ORG_ROAM_DB_PATH = "~/.emacs.d/org-roam.db"

db = None

def sanitize_link(elem, doc):
    if type(elem) != pf.Link:
        return None

    if not elem.url.startswith("id:"):
        return None

    file_id = elem.url.split(":")[1]

    cur = db.cursor()
    cur.execute(f"select id, file, title from nodes where id = '\"{file_id}\"';")
    data = cur.fetchone()

    # data contains string that are quoted, we need to remove the quotes
    file_id = data[0][1:-1]
    file_name = urllib.parse.quote(os.path.splitext(os.path.basename(data[1][1:-1]))[0])

    elem.url = f"{file_name}.html"
    return elem

def main(doc=None):
    return pf.run_filter(sanitize_link, doc=doc)

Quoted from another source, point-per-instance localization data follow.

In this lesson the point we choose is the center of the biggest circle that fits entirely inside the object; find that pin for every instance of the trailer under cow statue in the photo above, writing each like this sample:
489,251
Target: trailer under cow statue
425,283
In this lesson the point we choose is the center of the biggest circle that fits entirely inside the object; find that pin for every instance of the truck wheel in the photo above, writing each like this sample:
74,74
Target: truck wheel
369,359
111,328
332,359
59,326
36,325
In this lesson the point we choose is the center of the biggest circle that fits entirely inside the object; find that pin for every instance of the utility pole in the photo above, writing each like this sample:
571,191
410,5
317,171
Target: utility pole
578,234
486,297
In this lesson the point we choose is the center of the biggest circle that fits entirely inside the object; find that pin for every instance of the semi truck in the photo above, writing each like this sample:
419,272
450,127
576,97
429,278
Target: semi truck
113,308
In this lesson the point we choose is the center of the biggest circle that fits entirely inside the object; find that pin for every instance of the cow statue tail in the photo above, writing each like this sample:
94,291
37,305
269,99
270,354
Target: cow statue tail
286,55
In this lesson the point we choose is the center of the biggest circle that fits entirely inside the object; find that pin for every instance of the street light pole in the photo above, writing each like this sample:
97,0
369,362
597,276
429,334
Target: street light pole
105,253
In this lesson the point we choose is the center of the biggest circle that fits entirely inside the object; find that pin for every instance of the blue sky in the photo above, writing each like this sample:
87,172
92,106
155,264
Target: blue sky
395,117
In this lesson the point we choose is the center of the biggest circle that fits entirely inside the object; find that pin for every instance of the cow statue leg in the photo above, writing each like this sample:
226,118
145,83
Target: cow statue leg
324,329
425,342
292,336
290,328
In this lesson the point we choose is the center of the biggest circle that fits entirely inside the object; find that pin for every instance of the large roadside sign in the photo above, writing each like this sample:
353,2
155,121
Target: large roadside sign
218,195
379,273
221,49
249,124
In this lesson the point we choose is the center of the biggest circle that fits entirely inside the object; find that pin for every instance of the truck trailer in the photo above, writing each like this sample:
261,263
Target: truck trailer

if __name__ == "__main__":
    db = sqlite3.connect(os.path.expanduser(ORG_ROAM_DB_PATH))
    main()

assuming the panflute python package is installed globally, and that this snippet is placed in the file roam_links.py, our exporting shell command becomes:

sed 's/#+name:/#+attr_html: :id/' infile.org |\
    pandoc --from org\
           --to html5\
           --standalone\
           --include-in-header=header.html\
           --output outfile.html\
           --css style.css\
           --bibliography=mybibfile.bib --biblatex --citeproc\
           --lua-filter tex.lua\
           --lua-filter internal_links.lua\
           --filter roam_links.py